2. Car Insurance And Driver’s History
If you buy a car, it is a legal requirement to get car insurance. If you can’t prove your car insurance history, you will be registered as a new driver. Car insurance policy for a new driver is significantly more expensive than insurance for an experienced driver, especially if you have a clean record.
3. Transferring Funds From Overseas
If you are transferring funds from your home currency into Canadian dollars, it is best to utilize a platform like Transferwise for this process. Many traditional banks will rip you off by charging exuberant fees (3-6%) to handle your international currency exchange and transfers. A solution like Transferwise charges a small flat fee and offers the Google spot exchange rate. This makes a significant difference in saving. The more you intend to transfer, the more you’ll save!
4. Job Hunting
Resuming your professional career in Canada might not be as easy as you expect. Be prepared to start from scratch. It may be difficult to have your previous qualifications and credentials recognized. Some employers might request for previous job references to support your application. It is easier to prepare these references in person before leaving for Canada. Gather as many references as you can. You never know when you might need them. If you have your previous job references, it can increase your chances to get hired.
5. Credit Score
Even if you are not a big fan of credit, it can work to your advantage to build up your credit score in Canada. You might decide a year into your visit that you would like to settle in Canada and buy a home for you and your family. If you apply for a credit card when you arrive then you will have more time to build your credit history. This may come in handy, should you ever need it while living in Canada. Make sure to always cover your credit on time to avoid unnecessary penalties.

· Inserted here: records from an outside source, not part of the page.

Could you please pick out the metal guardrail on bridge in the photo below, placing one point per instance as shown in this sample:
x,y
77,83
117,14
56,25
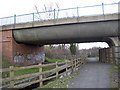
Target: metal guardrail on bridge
x,y
61,13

6. Accommodation References
If you are looking to take out a rental lease, you may be required to provide reference letters from previous landlords. It’s always easiest to arrange this before arriving in Canada. Our suggestion is to book an Airbnb for 2 weeks upon arrival in Canada. This way you will be able to seek out long term rental options and you will be able to visit them in person before you commit to anything. Be sure to have some references from previous landlords ready just in case you need them.
7. Health Care
Health care in Canada is funded by the government. Even if you are only a temporary resident or temporary worker, you are still eligible to apply for provincial healthcare. Bear in mind that not all health care expenses are covered by the government but the majority are. Dental care generally isn’t though. Your employer might also provide additional coverage. In any case, the Canadian health care system rocks!
8. Banking Fees
Banking fees in Canada can be significantly higher compared to many other countries in the world. The good news is that there are affordable banking solutions for newcomers available as well as zero-fee online banking alternatives. See our free banking guide here.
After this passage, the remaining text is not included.